How to run the Flume’s HelloWorld example
Flume is a distributed, reliable, and available service for efficiently collecting, aggregating, and moving large amounts of log data.
For more information see extending_via_sink_source_decorator_plugins
The flume’s Hello World example is an example of an experimental plug-in mechanism that allows to add new custom sources, sinks, and decorators to the Flume system.
1. The source code of the Hello-World example should be under /usr/lib/flume/plugins/ (i.e. /usr/lib/flume/plugins/helloworld).
If you don’t have it, please download from https://github.com/cloudera/flume/tree/master/plugins/
2. Change the build.xml as follows:
<?xml version="1.0"?> <project name="flume-helloworld" default="jar"> <property name="javac.debug" value="on"/> <property name="flume.base" value="/usr/lib/flume"/> <path id="classpath"> <!-- in case we are running in dev env --> <pathelement location="${flume.base}/build/classes"/> <fileset dir="${flume.base}/lib"> <include name="**/google-collect*.jar" /> <include name="**/guava*.jar" /> <include name="**/log4j-*.jar" /> <include name="**/slf4j-*.jar" /> </fileset> <!-- in case we are running in release env --> <fileset dir="${flume.base}/lib"> <include name="flume-*.jar" /> </fileset> <pathelement location="${flume.base}/lib/"/> </path> <target name="jar"> <mkdir dir="build"/> <mkdir dir="build/classes"/> <javac srcdir="./src/java" destdir="build/classes" debug="${javac.debug}"> <classpath refid="classpath"/> </javac> <jar jarfile="helloworld_plugin.jar" basedir="build/classes"/> </target> <target name="clean"> <echo message="Cleaning generated files and stuff"/> <delete dir="build" /> <delete file="helloworld_plugin.jar" /> </target> </project> |
3. Run ant (see How to install Ant)
4. Run sudo su –shell=/bin/bash -l flume
5. Edit /etc/flume/conf.empty/flume-site.xml and set the property flume.plugin.classes to be helloworld.HelloWorldSink,helloworld.HelloWorldSource,helloworld.HelloWorldDecorator
6. Run sudo cp /usr/lib/flume/bin/flume-env.sh.template /usr/lib/flume/bin/flume-env.sh
Edit /usr/lib/flume/bin/flume-env.sh and enter the following line: export FLUME_CLASSPATH=/usr/lib/flume/plugins/helloworld/helloworld_plugin.jar
Run export FLUME_CLASSPATH=/usr/lib/flume/plugins/helloworld/helloworld_plugin.jar.
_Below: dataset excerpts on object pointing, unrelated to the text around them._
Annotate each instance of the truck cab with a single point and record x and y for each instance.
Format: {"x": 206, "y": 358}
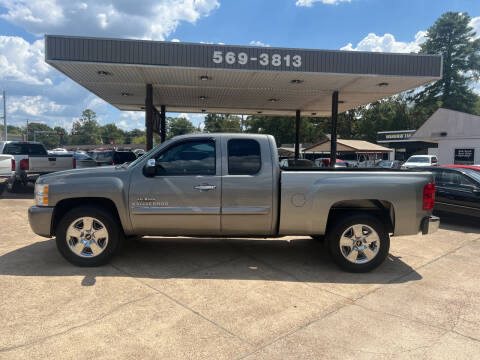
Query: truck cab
{"x": 230, "y": 185}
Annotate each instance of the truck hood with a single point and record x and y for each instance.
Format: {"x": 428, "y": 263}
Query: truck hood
{"x": 101, "y": 171}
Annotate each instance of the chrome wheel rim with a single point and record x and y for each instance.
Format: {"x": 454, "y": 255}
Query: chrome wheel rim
{"x": 87, "y": 237}
{"x": 359, "y": 244}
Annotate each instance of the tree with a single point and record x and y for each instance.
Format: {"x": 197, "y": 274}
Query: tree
{"x": 283, "y": 128}
{"x": 452, "y": 37}
{"x": 179, "y": 126}
{"x": 111, "y": 133}
{"x": 222, "y": 123}
{"x": 87, "y": 129}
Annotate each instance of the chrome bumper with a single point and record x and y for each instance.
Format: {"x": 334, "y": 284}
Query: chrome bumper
{"x": 430, "y": 224}
{"x": 40, "y": 219}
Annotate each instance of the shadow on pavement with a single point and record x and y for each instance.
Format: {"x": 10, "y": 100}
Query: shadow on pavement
{"x": 459, "y": 223}
{"x": 299, "y": 260}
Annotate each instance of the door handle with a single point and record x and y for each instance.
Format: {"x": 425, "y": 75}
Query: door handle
{"x": 205, "y": 187}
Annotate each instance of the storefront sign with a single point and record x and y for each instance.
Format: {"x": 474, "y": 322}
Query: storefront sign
{"x": 394, "y": 136}
{"x": 464, "y": 156}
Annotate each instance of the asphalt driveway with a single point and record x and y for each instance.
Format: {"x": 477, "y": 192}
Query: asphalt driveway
{"x": 187, "y": 298}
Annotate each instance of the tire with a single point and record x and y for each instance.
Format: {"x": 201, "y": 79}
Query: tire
{"x": 358, "y": 249}
{"x": 78, "y": 244}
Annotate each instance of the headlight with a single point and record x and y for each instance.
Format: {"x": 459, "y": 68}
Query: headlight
{"x": 41, "y": 195}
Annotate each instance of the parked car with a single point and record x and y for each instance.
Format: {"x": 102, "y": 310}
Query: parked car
{"x": 6, "y": 165}
{"x": 230, "y": 185}
{"x": 112, "y": 157}
{"x": 471, "y": 167}
{"x": 325, "y": 162}
{"x": 457, "y": 190}
{"x": 299, "y": 163}
{"x": 83, "y": 160}
{"x": 390, "y": 164}
{"x": 420, "y": 161}
{"x": 32, "y": 160}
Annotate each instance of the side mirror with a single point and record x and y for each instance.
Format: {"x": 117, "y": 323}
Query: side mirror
{"x": 150, "y": 168}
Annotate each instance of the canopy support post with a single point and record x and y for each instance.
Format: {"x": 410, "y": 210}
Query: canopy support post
{"x": 163, "y": 127}
{"x": 333, "y": 135}
{"x": 297, "y": 134}
{"x": 149, "y": 116}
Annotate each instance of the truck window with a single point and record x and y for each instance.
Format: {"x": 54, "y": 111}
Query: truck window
{"x": 243, "y": 157}
{"x": 188, "y": 158}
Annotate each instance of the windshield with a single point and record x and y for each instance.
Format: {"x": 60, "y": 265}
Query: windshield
{"x": 473, "y": 174}
{"x": 420, "y": 159}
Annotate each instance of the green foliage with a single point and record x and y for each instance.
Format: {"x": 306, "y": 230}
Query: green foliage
{"x": 452, "y": 37}
{"x": 222, "y": 123}
{"x": 283, "y": 128}
{"x": 179, "y": 126}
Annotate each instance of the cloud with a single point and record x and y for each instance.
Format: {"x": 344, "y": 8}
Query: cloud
{"x": 309, "y": 3}
{"x": 258, "y": 43}
{"x": 475, "y": 24}
{"x": 22, "y": 62}
{"x": 146, "y": 19}
{"x": 387, "y": 43}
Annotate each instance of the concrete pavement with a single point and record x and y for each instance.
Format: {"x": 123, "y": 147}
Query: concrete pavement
{"x": 282, "y": 298}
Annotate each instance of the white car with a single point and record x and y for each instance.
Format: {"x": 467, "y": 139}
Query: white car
{"x": 420, "y": 161}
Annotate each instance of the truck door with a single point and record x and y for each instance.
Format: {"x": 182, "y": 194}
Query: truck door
{"x": 247, "y": 187}
{"x": 183, "y": 198}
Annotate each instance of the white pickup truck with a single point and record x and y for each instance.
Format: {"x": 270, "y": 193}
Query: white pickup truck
{"x": 230, "y": 185}
{"x": 30, "y": 160}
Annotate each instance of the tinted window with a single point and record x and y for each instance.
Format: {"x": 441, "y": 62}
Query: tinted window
{"x": 420, "y": 159}
{"x": 121, "y": 157}
{"x": 79, "y": 156}
{"x": 243, "y": 157}
{"x": 24, "y": 149}
{"x": 188, "y": 158}
{"x": 103, "y": 156}
{"x": 453, "y": 178}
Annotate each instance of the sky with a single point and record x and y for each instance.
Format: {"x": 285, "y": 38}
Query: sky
{"x": 39, "y": 93}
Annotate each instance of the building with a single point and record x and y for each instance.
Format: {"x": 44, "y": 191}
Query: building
{"x": 456, "y": 134}
{"x": 156, "y": 77}
{"x": 403, "y": 145}
{"x": 358, "y": 151}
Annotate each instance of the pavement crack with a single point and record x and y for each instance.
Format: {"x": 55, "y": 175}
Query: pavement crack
{"x": 87, "y": 323}
{"x": 185, "y": 306}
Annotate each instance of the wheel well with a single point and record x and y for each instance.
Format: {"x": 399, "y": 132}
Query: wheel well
{"x": 381, "y": 209}
{"x": 66, "y": 205}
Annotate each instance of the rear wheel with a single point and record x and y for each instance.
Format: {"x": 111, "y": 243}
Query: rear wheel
{"x": 358, "y": 242}
{"x": 88, "y": 236}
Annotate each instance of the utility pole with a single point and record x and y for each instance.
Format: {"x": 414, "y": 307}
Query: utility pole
{"x": 5, "y": 116}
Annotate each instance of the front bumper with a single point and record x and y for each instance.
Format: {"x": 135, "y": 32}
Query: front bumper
{"x": 430, "y": 224}
{"x": 40, "y": 219}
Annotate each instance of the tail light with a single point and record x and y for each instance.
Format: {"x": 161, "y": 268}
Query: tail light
{"x": 428, "y": 196}
{"x": 24, "y": 164}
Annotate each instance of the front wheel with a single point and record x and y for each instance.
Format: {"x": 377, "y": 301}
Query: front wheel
{"x": 88, "y": 236}
{"x": 358, "y": 243}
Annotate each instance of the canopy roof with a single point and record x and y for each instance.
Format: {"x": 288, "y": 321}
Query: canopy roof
{"x": 358, "y": 146}
{"x": 235, "y": 79}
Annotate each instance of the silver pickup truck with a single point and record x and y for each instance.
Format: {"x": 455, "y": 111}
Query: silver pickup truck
{"x": 30, "y": 160}
{"x": 230, "y": 185}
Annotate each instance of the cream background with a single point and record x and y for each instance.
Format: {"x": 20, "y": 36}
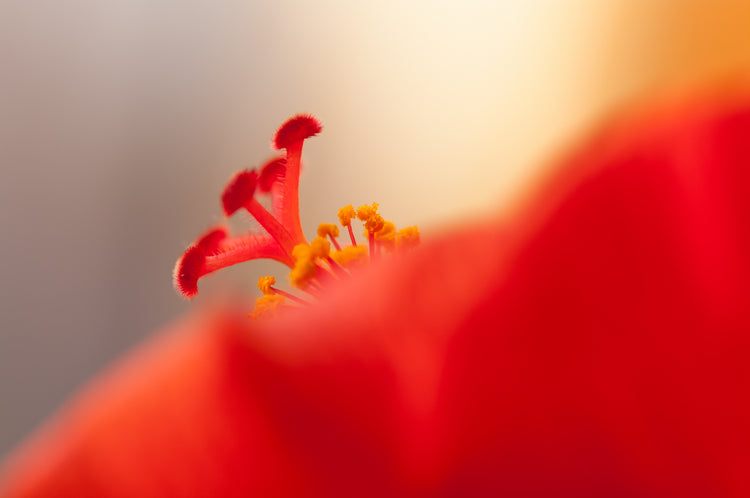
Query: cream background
{"x": 121, "y": 121}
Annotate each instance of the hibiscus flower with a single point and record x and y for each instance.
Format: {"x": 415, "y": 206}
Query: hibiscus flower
{"x": 594, "y": 343}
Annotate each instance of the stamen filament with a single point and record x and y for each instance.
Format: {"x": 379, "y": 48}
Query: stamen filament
{"x": 272, "y": 225}
{"x": 289, "y": 296}
{"x": 373, "y": 249}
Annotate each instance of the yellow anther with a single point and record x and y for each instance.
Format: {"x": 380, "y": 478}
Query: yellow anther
{"x": 351, "y": 257}
{"x": 346, "y": 214}
{"x": 320, "y": 247}
{"x": 326, "y": 229}
{"x": 407, "y": 238}
{"x": 265, "y": 283}
{"x": 369, "y": 215}
{"x": 386, "y": 237}
{"x": 304, "y": 265}
{"x": 268, "y": 306}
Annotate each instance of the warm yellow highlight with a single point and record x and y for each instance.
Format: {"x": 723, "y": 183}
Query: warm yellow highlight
{"x": 346, "y": 214}
{"x": 369, "y": 215}
{"x": 320, "y": 247}
{"x": 351, "y": 257}
{"x": 329, "y": 229}
{"x": 265, "y": 283}
{"x": 304, "y": 265}
{"x": 407, "y": 238}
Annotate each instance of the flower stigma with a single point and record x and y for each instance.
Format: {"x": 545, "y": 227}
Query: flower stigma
{"x": 313, "y": 265}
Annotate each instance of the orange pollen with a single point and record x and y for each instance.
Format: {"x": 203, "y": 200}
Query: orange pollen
{"x": 314, "y": 265}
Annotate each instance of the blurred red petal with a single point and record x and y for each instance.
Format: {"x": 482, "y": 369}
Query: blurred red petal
{"x": 594, "y": 345}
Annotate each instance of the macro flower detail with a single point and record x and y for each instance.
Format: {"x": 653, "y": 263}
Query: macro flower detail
{"x": 313, "y": 264}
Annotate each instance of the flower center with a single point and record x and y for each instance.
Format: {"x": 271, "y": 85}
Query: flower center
{"x": 313, "y": 265}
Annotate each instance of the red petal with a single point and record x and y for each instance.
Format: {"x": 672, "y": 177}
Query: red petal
{"x": 595, "y": 346}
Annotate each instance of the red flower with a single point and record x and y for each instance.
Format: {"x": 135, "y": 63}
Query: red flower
{"x": 596, "y": 344}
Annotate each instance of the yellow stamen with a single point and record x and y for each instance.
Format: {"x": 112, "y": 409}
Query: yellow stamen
{"x": 369, "y": 215}
{"x": 320, "y": 248}
{"x": 265, "y": 283}
{"x": 351, "y": 256}
{"x": 304, "y": 265}
{"x": 328, "y": 229}
{"x": 346, "y": 214}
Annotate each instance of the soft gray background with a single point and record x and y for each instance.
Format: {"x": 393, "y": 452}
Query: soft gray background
{"x": 120, "y": 121}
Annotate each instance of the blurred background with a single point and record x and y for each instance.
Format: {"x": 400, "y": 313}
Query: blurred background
{"x": 120, "y": 122}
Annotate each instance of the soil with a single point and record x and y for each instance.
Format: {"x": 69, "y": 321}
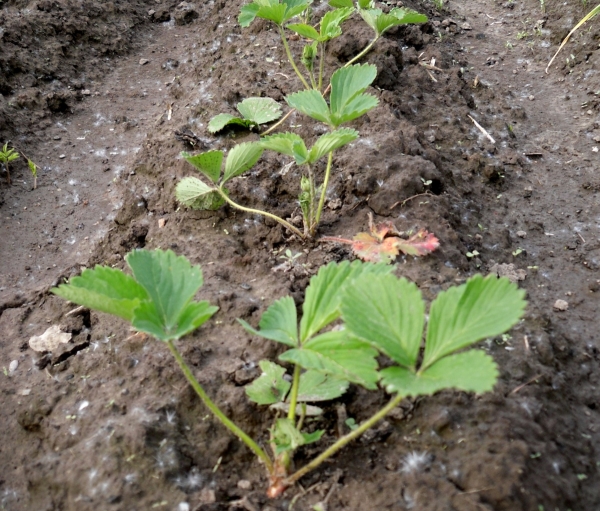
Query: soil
{"x": 101, "y": 96}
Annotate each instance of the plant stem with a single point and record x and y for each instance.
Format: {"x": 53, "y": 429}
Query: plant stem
{"x": 321, "y": 64}
{"x": 278, "y": 123}
{"x": 291, "y": 58}
{"x": 287, "y": 225}
{"x": 362, "y": 53}
{"x": 217, "y": 411}
{"x": 323, "y": 191}
{"x": 294, "y": 394}
{"x": 342, "y": 442}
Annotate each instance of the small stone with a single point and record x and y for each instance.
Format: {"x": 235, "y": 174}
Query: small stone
{"x": 244, "y": 484}
{"x": 207, "y": 496}
{"x": 560, "y": 305}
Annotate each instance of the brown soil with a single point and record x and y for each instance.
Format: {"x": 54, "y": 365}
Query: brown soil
{"x": 109, "y": 422}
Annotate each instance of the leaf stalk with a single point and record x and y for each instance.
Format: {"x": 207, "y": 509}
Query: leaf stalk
{"x": 252, "y": 445}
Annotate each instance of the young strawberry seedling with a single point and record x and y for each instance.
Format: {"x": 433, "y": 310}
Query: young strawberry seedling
{"x": 380, "y": 315}
{"x": 6, "y": 156}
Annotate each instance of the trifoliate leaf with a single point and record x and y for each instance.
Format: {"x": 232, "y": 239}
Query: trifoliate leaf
{"x": 171, "y": 282}
{"x": 304, "y": 31}
{"x": 463, "y": 315}
{"x": 388, "y": 313}
{"x": 311, "y": 103}
{"x": 289, "y": 144}
{"x": 195, "y": 194}
{"x": 316, "y": 386}
{"x": 331, "y": 21}
{"x": 279, "y": 323}
{"x": 473, "y": 371}
{"x": 259, "y": 110}
{"x": 330, "y": 142}
{"x": 324, "y": 294}
{"x": 269, "y": 387}
{"x": 337, "y": 354}
{"x": 241, "y": 158}
{"x": 209, "y": 163}
{"x": 104, "y": 289}
{"x": 218, "y": 122}
{"x": 347, "y": 100}
{"x": 341, "y": 3}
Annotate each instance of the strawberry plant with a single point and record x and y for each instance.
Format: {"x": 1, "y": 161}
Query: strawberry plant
{"x": 352, "y": 313}
{"x": 6, "y": 156}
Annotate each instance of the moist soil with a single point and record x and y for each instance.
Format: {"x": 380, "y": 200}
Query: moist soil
{"x": 103, "y": 96}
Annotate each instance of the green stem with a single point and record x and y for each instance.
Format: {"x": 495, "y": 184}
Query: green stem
{"x": 321, "y": 63}
{"x": 217, "y": 411}
{"x": 342, "y": 442}
{"x": 313, "y": 227}
{"x": 362, "y": 53}
{"x": 294, "y": 394}
{"x": 291, "y": 58}
{"x": 287, "y": 225}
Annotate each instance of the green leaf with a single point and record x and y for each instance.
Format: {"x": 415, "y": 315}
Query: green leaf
{"x": 170, "y": 281}
{"x": 279, "y": 323}
{"x": 311, "y": 103}
{"x": 330, "y": 142}
{"x": 104, "y": 289}
{"x": 304, "y": 31}
{"x": 337, "y": 354}
{"x": 366, "y": 4}
{"x": 316, "y": 386}
{"x": 247, "y": 14}
{"x": 289, "y": 144}
{"x": 347, "y": 86}
{"x": 473, "y": 371}
{"x": 195, "y": 194}
{"x": 260, "y": 110}
{"x": 218, "y": 122}
{"x": 341, "y": 4}
{"x": 241, "y": 158}
{"x": 209, "y": 163}
{"x": 331, "y": 21}
{"x": 388, "y": 313}
{"x": 147, "y": 318}
{"x": 269, "y": 387}
{"x": 324, "y": 293}
{"x": 463, "y": 315}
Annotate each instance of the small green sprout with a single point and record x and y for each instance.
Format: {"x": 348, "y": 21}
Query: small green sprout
{"x": 6, "y": 156}
{"x": 158, "y": 300}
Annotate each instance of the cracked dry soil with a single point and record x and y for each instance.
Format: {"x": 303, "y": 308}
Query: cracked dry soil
{"x": 104, "y": 96}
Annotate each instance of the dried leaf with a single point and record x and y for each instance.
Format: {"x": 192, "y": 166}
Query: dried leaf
{"x": 383, "y": 243}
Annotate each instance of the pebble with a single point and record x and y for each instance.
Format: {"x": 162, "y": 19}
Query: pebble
{"x": 244, "y": 484}
{"x": 560, "y": 305}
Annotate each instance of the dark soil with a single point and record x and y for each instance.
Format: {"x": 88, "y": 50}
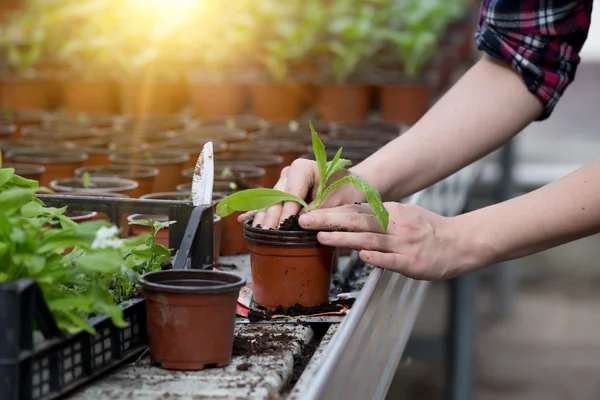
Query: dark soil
{"x": 297, "y": 310}
{"x": 244, "y": 367}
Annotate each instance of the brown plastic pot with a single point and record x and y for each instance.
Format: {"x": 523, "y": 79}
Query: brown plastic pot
{"x": 191, "y": 317}
{"x": 289, "y": 150}
{"x": 28, "y": 94}
{"x": 405, "y": 103}
{"x": 58, "y": 162}
{"x": 277, "y": 101}
{"x": 344, "y": 102}
{"x": 251, "y": 175}
{"x": 217, "y": 99}
{"x": 150, "y": 98}
{"x": 224, "y": 133}
{"x": 288, "y": 268}
{"x": 97, "y": 184}
{"x": 247, "y": 123}
{"x": 169, "y": 164}
{"x": 90, "y": 97}
{"x": 270, "y": 162}
{"x": 192, "y": 147}
{"x": 143, "y": 175}
{"x": 27, "y": 171}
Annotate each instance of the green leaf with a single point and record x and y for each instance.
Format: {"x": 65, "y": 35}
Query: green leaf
{"x": 373, "y": 197}
{"x": 320, "y": 157}
{"x": 254, "y": 199}
{"x": 5, "y": 175}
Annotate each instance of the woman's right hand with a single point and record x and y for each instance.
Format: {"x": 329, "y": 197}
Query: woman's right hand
{"x": 301, "y": 179}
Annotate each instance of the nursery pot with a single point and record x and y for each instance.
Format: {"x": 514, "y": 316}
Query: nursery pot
{"x": 217, "y": 99}
{"x": 143, "y": 175}
{"x": 169, "y": 164}
{"x": 28, "y": 94}
{"x": 344, "y": 102}
{"x": 270, "y": 162}
{"x": 90, "y": 97}
{"x": 405, "y": 103}
{"x": 58, "y": 162}
{"x": 277, "y": 101}
{"x": 27, "y": 171}
{"x": 289, "y": 150}
{"x": 191, "y": 317}
{"x": 288, "y": 267}
{"x": 97, "y": 184}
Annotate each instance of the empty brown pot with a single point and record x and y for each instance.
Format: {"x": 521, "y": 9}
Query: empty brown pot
{"x": 191, "y": 317}
{"x": 270, "y": 162}
{"x": 277, "y": 101}
{"x": 288, "y": 268}
{"x": 344, "y": 102}
{"x": 217, "y": 99}
{"x": 405, "y": 103}
{"x": 97, "y": 184}
{"x": 143, "y": 175}
{"x": 169, "y": 164}
{"x": 27, "y": 171}
{"x": 58, "y": 162}
{"x": 90, "y": 97}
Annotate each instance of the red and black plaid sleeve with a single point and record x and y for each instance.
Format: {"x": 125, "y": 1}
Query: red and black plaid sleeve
{"x": 541, "y": 39}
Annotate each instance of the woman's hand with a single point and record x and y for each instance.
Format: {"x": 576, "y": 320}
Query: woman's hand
{"x": 418, "y": 243}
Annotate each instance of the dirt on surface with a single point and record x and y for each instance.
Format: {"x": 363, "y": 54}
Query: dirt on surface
{"x": 298, "y": 310}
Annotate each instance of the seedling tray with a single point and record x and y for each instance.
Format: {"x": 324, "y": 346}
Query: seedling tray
{"x": 47, "y": 366}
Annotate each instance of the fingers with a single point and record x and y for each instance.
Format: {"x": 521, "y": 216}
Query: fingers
{"x": 336, "y": 221}
{"x": 392, "y": 261}
{"x": 356, "y": 241}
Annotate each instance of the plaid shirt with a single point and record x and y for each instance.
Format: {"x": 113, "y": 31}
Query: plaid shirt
{"x": 541, "y": 39}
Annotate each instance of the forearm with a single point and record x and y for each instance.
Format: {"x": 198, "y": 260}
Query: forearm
{"x": 483, "y": 110}
{"x": 565, "y": 210}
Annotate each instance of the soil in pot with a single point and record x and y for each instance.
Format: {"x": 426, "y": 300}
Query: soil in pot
{"x": 27, "y": 171}
{"x": 247, "y": 123}
{"x": 271, "y": 163}
{"x": 91, "y": 97}
{"x": 191, "y": 317}
{"x": 28, "y": 95}
{"x": 150, "y": 98}
{"x": 405, "y": 103}
{"x": 224, "y": 133}
{"x": 97, "y": 184}
{"x": 277, "y": 101}
{"x": 217, "y": 99}
{"x": 289, "y": 150}
{"x": 192, "y": 147}
{"x": 233, "y": 173}
{"x": 344, "y": 103}
{"x": 170, "y": 164}
{"x": 289, "y": 266}
{"x": 58, "y": 162}
{"x": 143, "y": 175}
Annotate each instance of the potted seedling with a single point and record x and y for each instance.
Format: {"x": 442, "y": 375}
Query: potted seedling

Copy the helloworld_plugin.jar into /usr/lib/flume/lib/
7. Copy the HelloWorld jar file to the Flume master machine and put it at the same place as the node (i.e. /usr/lib/flume/lib/)
8. Do steps 5 and 6 at the master
9. Start Flume node and Flume Master
10. Configure the node at the master: using the master’s web interface, load the helloworld source/sink into your node_name node:
node_name: helloWorldSource() | helloWorldSink();
11. Go to your node_name machine and see that an output file helloworld.txt is created in it’s current working directory. Every 3 seconds a new “hello world!” line will be output to the file.
[user@node-name ~]$ tail -f /usr/lib/flume/plugins/helloworld/helloworld.txt Hello World! Hello World! Hello World! |
Notes:
The FLUME_CLASSPATH that set by the export command is session specific and will expire as the session ends.
In order for Flume to find the helloworld plugin jar, I recommends one of the following:
- Move or copy the jar into the flume’s lib directory (i.e. /usr/lib/flume/lib/)
- Insert all your Flume specific export lines into /usr/lib/flume/bin/flume-env.sh
Edit the /etc/profile file to include the line export FLUME_CLASSPATH=/usr/lib/flume/plugins/helloworld/helloworld_plugin.jar, and run source /etc/profile in order to reload the file.
The HelloWorldSink as all collector’s Sink, once in a while gets closed, and then reopened.
In order for the helloworld.txt to preserve its content, you need to change the HelloWorldSink.java code to open the file in Append mode.
Moreover, I recommend writing the file directly to /tmp directory.